Als sie über das Kopfsteinpflaster eilten, rollte ein heubeladener Wagen an ihre Seite. Der Kutscher war ein Zwerg, der die Kapuze zum Schutz vor der Sonne tief ins Gesicht gezogen hatte. Der Wagen hielt an, sobald er sie erreichte.
»Bei der Göttin, Ihr arbeitet schnell«, sagte Croy.
»In dem Moment, als ich Euch unter dem Galgen entdeckte, sah ich den Lauf der Dinge voraus. Ich schickte sofort einen Diener los, um das Gefährt zu besorgen. Bitte versteckt Euch nun in diesem Heu, das nach ungewaschenen Körpern stinkt. Es wird Euch vor allen Blicken verbergen. Der Wagen bringt Euch aus der Stadt hinaus.
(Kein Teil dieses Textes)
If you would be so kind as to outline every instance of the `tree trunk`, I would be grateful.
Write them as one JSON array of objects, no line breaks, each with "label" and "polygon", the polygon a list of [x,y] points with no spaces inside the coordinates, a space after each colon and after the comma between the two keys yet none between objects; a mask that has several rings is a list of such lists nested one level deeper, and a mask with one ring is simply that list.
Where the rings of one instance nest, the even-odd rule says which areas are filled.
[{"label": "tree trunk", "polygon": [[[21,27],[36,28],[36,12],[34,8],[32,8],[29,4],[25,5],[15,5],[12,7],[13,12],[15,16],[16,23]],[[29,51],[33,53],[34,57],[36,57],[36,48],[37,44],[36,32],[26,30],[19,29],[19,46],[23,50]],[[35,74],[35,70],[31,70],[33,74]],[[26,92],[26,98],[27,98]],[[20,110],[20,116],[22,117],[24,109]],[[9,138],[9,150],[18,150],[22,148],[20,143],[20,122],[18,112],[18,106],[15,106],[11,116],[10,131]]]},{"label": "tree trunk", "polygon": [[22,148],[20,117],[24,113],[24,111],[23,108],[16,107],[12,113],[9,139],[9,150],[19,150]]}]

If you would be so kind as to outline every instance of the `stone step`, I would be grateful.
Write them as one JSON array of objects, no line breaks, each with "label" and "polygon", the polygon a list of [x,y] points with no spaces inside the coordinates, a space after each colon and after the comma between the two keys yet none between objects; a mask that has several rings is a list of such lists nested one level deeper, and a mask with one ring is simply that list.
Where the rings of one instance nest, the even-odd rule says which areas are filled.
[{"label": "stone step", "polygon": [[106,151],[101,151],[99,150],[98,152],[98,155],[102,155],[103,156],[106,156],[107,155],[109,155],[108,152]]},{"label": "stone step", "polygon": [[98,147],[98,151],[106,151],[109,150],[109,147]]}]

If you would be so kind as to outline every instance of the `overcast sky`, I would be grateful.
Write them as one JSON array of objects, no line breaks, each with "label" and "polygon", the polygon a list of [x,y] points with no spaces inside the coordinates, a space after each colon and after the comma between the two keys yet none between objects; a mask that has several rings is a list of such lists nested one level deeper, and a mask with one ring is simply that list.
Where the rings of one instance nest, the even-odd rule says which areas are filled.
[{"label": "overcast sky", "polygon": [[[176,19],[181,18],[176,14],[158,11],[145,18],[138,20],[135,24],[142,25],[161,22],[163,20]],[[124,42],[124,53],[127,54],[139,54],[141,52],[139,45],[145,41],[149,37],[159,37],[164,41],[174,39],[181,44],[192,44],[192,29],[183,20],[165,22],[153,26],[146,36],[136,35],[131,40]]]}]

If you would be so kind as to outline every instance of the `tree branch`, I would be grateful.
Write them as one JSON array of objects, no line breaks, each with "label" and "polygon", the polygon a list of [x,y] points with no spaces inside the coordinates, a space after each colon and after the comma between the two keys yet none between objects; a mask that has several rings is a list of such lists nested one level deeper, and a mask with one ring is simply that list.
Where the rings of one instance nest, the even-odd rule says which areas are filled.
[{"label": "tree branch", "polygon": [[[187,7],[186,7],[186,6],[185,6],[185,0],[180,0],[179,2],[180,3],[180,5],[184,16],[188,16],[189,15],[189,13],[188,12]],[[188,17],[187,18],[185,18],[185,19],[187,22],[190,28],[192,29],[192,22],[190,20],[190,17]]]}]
Wenn Ihr dort ankommt, werde ich dafür gesorgt haben, dass ein Pferd auf Euch wartet, damit Ihr davoneilen könnt wie ein Goblin, der sich die eigene Hose beschmutzt hat.«
»Nach Euren Worten erscheint mir die Flucht weniger süß, als ich noch vor einer Stunde gedacht hätte«, musste Croy zugeben.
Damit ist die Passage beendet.